Confounding factors skewed results of alcohol study


By Dr. Landis Lum

Front-page headlines last month said that women who drank alcohol gain less weight. This would be true if, except for their drinking, nondrinkers were identical to drinkers at the beginning of this 13-year Archives of Internal Medicine study.

But Timothy Naimi of the Centers for Disease Control and colleagues looked at 30 confounding factors in 250,496 adults that could adversely affect future health and weight, such as diabetes, no health insurance, divorce, poor education, low income, poor health and no exercise, and found 27 to be more common in nondrinkers. So if nondrinkers from the outset are more sedentary, or more stressed from divorce or diabetes, you can bet that over the next 13 years they'd gain more weight. Just focus on alcohol, and you'd mistakenly conclude that alcohol caused less weight gain.
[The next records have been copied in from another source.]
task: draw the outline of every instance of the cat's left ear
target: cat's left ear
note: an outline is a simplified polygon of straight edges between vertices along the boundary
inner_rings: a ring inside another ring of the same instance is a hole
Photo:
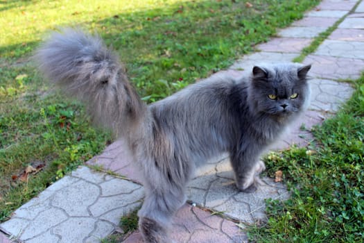
[[[298,78],[306,78],[306,76],[307,75],[307,73],[309,72],[310,69],[311,69],[311,64],[298,68],[298,70],[297,71],[297,75],[298,76]]]
[[[266,78],[268,72],[263,67],[254,66],[253,67],[253,76],[254,78]]]

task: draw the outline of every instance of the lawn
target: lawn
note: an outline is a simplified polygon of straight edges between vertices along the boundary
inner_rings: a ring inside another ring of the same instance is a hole
[[[96,32],[147,102],[228,67],[318,1],[0,2],[0,221],[112,140],[49,87],[29,57],[50,30]]]
[[[0,1],[0,221],[112,140],[28,60],[49,30],[99,33],[153,102],[226,68],[318,1]],[[266,158],[267,174],[282,170],[293,192],[267,201],[269,221],[250,228],[252,241],[364,241],[364,76],[353,82],[353,98],[315,129],[315,142]]]
[[[314,129],[314,143],[266,158],[268,174],[282,170],[292,195],[268,201],[268,222],[250,228],[251,240],[364,242],[364,74],[353,83],[353,97]]]

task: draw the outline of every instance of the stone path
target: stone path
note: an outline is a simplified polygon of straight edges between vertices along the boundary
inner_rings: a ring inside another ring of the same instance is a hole
[[[338,27],[303,61],[312,64],[311,106],[272,149],[306,145],[312,140],[311,127],[333,114],[351,97],[351,85],[343,81],[358,78],[364,69],[364,2],[324,0],[277,37],[258,45],[255,53],[218,74],[239,77],[262,60],[292,61],[313,38],[344,16]],[[80,167],[59,180],[1,224],[0,243],[100,242],[120,231],[120,218],[137,210],[144,195],[130,153],[125,142],[117,141],[87,164],[89,167]],[[90,169],[95,165],[120,176]],[[261,178],[253,194],[239,192],[229,161],[223,155],[199,168],[191,181],[189,203],[175,215],[172,235],[176,242],[245,242],[244,225],[267,219],[264,199],[288,197],[284,184],[268,178]],[[137,231],[124,242],[141,242],[140,234]]]

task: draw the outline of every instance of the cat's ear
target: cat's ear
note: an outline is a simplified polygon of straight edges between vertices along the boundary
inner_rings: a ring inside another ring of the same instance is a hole
[[[311,64],[298,68],[297,71],[297,75],[298,76],[298,78],[305,78],[310,69],[311,69]]]
[[[254,78],[267,78],[268,72],[262,67],[254,66],[253,67],[253,76]]]

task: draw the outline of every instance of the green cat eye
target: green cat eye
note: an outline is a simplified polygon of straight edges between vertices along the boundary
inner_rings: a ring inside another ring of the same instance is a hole
[[[268,97],[269,99],[277,99],[277,95],[275,95],[275,94],[268,94]]]
[[[294,93],[294,94],[292,94],[292,95],[290,97],[291,99],[296,99],[297,97],[298,97],[298,94]]]

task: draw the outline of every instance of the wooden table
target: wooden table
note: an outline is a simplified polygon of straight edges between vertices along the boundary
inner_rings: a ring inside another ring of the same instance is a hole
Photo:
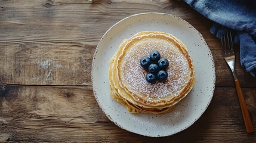
[[[92,93],[93,55],[107,30],[130,15],[166,13],[184,19],[205,38],[214,58],[215,90],[192,126],[149,138],[110,122]],[[212,22],[182,1],[0,1],[0,142],[255,142],[247,134],[231,72]],[[236,48],[238,48],[236,46]],[[239,57],[239,48],[236,49]],[[256,128],[256,79],[236,70]]]

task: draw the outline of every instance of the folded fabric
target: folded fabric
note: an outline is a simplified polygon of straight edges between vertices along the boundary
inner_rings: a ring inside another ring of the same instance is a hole
[[[215,22],[211,32],[218,38],[230,29],[240,45],[241,65],[256,77],[256,1],[184,0],[193,8]]]

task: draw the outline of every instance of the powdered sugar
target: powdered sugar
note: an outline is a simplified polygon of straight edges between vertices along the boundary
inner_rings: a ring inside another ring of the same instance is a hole
[[[168,77],[164,82],[156,81],[152,84],[145,79],[148,72],[140,65],[140,58],[149,56],[152,51],[158,51],[161,58],[169,61],[166,69]],[[156,42],[155,39],[140,41],[132,45],[125,54],[121,79],[125,86],[136,94],[146,95],[149,98],[164,98],[167,95],[177,96],[180,89],[184,87],[185,80],[188,77],[187,61],[175,45],[165,40]]]

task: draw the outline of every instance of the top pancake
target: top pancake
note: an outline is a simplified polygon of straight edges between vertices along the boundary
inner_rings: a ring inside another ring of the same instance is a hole
[[[135,102],[147,106],[172,105],[192,88],[195,83],[192,61],[184,44],[172,35],[143,32],[124,41],[119,48],[122,52],[116,59],[118,81]],[[140,60],[149,57],[153,51],[158,51],[169,65],[167,79],[152,84],[145,79],[147,71],[140,66]]]

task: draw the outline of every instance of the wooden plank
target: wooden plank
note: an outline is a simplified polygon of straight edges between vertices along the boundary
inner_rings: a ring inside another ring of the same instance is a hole
[[[255,119],[256,89],[243,91]],[[233,88],[217,88],[208,109],[194,125],[160,138],[128,132],[112,123],[98,106],[91,87],[7,85],[0,91],[0,142],[256,141],[255,133],[246,132]]]
[[[187,4],[176,1],[111,2],[0,2],[1,83],[91,86],[88,75],[94,51],[104,33],[131,14],[164,12],[181,17],[202,33],[215,61],[216,85],[234,86],[219,41],[209,32],[212,23]],[[256,87],[256,79],[238,61],[236,70],[241,86]]]

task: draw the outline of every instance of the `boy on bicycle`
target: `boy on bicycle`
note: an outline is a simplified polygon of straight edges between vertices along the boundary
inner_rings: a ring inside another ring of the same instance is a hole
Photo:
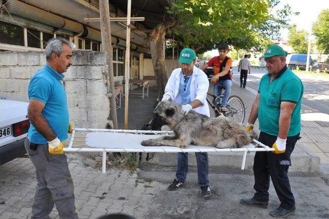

Remember when estrogens reduced heart disease? They improve cholesterol, and in 1985, the Nurses Health Study of 32,000 women found that those on hormones had 50 percent less heart disease.

But a later study showed estrogens increase heart disease in older women. Why do we believe this one? Because it was a much more accurate randomized, experimental study, while the 1985 one was an observational one that followed two groups of women — those who decided to take estrogen and those who didn't.

Those on estrogen exercised more, ate better diets and got better medical care than those who did not. These confounding factors were the real reasons they had fewer heart attacks, and likely why drinkers gain less weight.

In randomized studies, folks are randomly assigned to two groups: one takes the real drug, drink or herb and the other takes a fake one (placebo). You then compare the two groups after days to years. Only randomized studies can eliminate confounders and show the true effects of our potions. The Archives study finding drinkers gain less weight is an observational study. As is every study claiming that alcohol reduces heart disease or prolongs life.

Indeed, the Framingham Heart Study found that folks who drank more alcohol gained more weight over the next 20 years. With observational studies, you can never be sure you've properly accounted for all the confounders. The Archives study tried to correct for confounding factors, but the 1985 hormone study mistakenly found 50 percent less heart disease even after correcting for obesity, smoking, cholesterol and diabetes. Alcohol has twice the calories of rice, so if I had to guess what drinking wine would do in a randomized study, I predict it would stimulate the palate and make women fatter.